Quando se fala em prevenção de suicídio nas escolas, ações pontuais começam pela abertura de espaços de conversação que consigam diminuir a pressão pela qual os adolescentes passam. “Eles têm muitas obrigações e, na escola, não têm espaço para demonstrar que não estão bem”, afirma Célia Maria Teixeira da Silva. “Eles precisam falar dos sofrimentos, medos, desejos e inseguranças para que não se tornem tormentos. É preciso admitir que é difícil sim enfrentar os desafios pelos quais eles passam”, completa a psicóloga.

Quando há uma tentativa de suicídio no colégio, o acontecimento não precisa ser mantido em segredo. O episódio pode ser de muita ajuda para diminuir o tabu e o preconceito contra o colega que tentou o suicídio quanto para quem esteja passando por angústias semelhantes dentro da comunidade da escola. “Falar que houve a tentativa é válido, mas sem fornecer dados sensacionalistas sobre o caso. Não é preciso contar o porquê, como se o ato fosse justificável, ou o método, para evitar que haja imitação”, diz o psiquiatra Marcelo Daudt Von Der Heyde.

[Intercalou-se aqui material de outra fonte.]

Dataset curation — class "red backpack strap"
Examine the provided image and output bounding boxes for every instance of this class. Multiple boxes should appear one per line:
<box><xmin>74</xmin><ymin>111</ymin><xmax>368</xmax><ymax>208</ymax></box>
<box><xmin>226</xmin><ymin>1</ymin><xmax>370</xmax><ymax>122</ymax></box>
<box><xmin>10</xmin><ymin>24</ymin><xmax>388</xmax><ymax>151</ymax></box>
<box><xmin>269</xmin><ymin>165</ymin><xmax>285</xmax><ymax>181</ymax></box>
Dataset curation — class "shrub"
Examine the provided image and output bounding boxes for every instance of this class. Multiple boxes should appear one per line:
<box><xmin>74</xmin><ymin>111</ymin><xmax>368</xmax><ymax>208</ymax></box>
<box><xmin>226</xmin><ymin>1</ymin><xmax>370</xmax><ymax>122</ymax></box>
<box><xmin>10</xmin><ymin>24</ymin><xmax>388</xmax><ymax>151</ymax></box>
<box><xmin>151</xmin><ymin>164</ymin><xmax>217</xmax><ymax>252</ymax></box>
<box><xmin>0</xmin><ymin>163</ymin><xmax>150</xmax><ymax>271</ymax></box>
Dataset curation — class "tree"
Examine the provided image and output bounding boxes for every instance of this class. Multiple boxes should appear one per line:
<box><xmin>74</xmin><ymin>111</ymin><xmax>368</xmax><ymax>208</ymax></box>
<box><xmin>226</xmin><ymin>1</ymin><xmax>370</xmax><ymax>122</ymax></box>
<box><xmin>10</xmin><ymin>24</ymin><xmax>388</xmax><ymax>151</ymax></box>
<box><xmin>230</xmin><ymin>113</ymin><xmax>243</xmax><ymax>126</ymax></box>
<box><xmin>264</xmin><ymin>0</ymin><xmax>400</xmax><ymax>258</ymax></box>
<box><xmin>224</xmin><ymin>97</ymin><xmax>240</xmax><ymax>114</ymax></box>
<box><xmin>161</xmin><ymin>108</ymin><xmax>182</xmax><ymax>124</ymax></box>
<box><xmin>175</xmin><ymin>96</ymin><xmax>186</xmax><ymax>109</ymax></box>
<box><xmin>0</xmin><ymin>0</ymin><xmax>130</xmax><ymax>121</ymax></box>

Para facilitar o acompanhamento individual dos alunos, a estratégia de eleger um professor tutor para cada sala de aula é válida. Envolver os alunos também é eficiente. “Há um modelo de ajuda americano que se baseia na observação dos colegas, que podem notar se os outros estão bem ou não. É muito mais por instinto e tem tido bons resultados”, afirma o psiquiatra.